- Born: 27 September 1926 Agra, United Provinces of Agra and Oudh, British India (present day Uttar Pradesh, India)
- Died: 17 November 2015 (aged 89) Gurgaon, Haryana, India
- Education: (B.Tech.) IIT BHU
- Occupation: Former Leader of Vishva Hindu Parishad
- Awards: Dharmashree Award

= Ashok Singhal =

Indian activist (1926–2015)

Ashok Singhal (27 September 1926 – 17 November 2015) was an Indian activist and the international working president of the Hindu organisation Vishva Hindu Parishad (VHP) for over 20 years and in charge of the Ayodhya Ram Janmabhoomi movement.

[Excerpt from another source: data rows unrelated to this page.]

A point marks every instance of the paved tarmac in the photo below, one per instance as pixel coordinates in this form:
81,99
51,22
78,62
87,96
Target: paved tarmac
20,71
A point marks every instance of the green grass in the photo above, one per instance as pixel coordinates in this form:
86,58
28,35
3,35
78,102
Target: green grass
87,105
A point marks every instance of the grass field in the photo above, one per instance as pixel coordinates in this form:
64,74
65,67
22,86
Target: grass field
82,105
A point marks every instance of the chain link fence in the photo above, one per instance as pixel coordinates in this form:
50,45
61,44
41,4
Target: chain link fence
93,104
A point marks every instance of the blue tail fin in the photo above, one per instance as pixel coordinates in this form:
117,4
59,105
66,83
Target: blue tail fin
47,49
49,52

He was replaced in the Vishva Hindu Parishad in December 2011 following a long bout of diminishing physical health. Succeeded by Praveen Togadia, Singhal suffered ill-health but was working till a month before his death.

==Life==
Singhal was born in Agra. His father Mr Mahavir Singh Singhal(Vill Bijoli, atrauli, District Aligarh) was an ICS (Indian Civil Service) government official. He had six brothers and a sister. His elder brothers were Vinod P Singhal Retd as Chief Secretary State of Tripura, Pramod P Singhal a businessman based in Udaipur, Anand P Singhal a senior officer in the Defence Ministry and his younger brothers were, BP Singhal, former DGP, UP Police and BJP Rajya Sabha MP, Piyush Singhal a businessman based in Mumbai and Vivek Singhal a businessman based in Delhi. His sister, Usha Rani Singhal was also a sangh pracharak and led the women front.
Singhal received a bachelor's degree in Metallurgical Engineering from the Indian Institute of Technology (BHU) Varanasi in 1950.

Singhal was a trained vocalist in Hindustani music. He studied under Pandit Omkarnath Thakur.

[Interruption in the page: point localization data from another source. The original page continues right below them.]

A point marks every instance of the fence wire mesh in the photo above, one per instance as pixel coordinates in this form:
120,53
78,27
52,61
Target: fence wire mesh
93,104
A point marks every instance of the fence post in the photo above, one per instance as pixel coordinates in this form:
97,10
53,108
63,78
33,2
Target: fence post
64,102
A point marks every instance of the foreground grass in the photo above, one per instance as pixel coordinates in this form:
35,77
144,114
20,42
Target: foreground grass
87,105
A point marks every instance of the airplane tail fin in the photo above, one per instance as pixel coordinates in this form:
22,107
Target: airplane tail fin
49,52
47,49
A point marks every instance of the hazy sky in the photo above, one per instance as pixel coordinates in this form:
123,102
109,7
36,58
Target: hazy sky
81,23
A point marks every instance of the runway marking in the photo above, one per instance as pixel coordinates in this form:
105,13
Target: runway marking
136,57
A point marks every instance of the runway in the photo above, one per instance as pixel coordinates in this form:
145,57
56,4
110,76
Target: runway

He died on 17 November 2015 at Medanta Medicity hospital in Gurgaon, aged 89.
On 1 October 2015, the book Hindutva Ke Purodha was released and officially launched by the then Home Minister of India, Rajnath Singh. The book describes all dedications to his political party and India. This was written by Mahesh Bhagchandaka.

==Career==

===Rashtriya Swayamsevak Sangh===

Ashok Singhal joined Rashtriya Swayamsevak Sangh (RSS) in 1942 under tutelage of Balasaheb Deoras. After obtaining a degree in Engineering, he opted to become a full-time pracharak. He worked in various locations around Uttar Pradesh, becoming a prant pracharak for Delhi and Haryana. In 1980, he was deputed to the VHP, becoming its joint general secretary. In 1984, he became its general secretary and, later, the working president, a role in which he continued till 2011.

===Vishva Hindu Parishad===

After the Meenakshipuram conversions in 1981, Singhal moved to the VHP as the joint general secretary. After noting the main grievance of the Dalit communities in the area as being access to temples, VHP built 200 temples specifically for Dalits. He says that the conversions stopped afterwards.

Singhal was a key organiser of the first VHP Dharma Sansad in 1984 held at Vigyan Bhavan in New Delhi, attracting hundreds of sadhus and Hindu notables to discuss the issues of rejuvenating Hinduism. The movement for reclaiming the Ram Janmabhoomi temple was born here. Singhal soon became the chief architect of the movement.

===Fast unto death and Force Feeding===

During the tenure of Prime Minister Atal Bihari Vajpayee (1998–2004), the pair of Vajpayee and Singhal fell out when he felt that NDA Government of Vajpayee was not taking any further steps in building Ram Mandir.

Ashok Singhal then went on fast unto death on the demand of the construction of Ram Mandir at Ayodhya. He was "Force Fed" on the orders of Atal Bihari Vajpayee. This saddened Ashok Singhal and badly affected once good relations of Singhal and Vajpayee for the rest of his life.

==Philosophy==

Ashok Singhal openly promoted his Hindu views. In every public meeting after 1989, wherever he gave speech, there was definitely talks of Hindu and of Hindu's interest.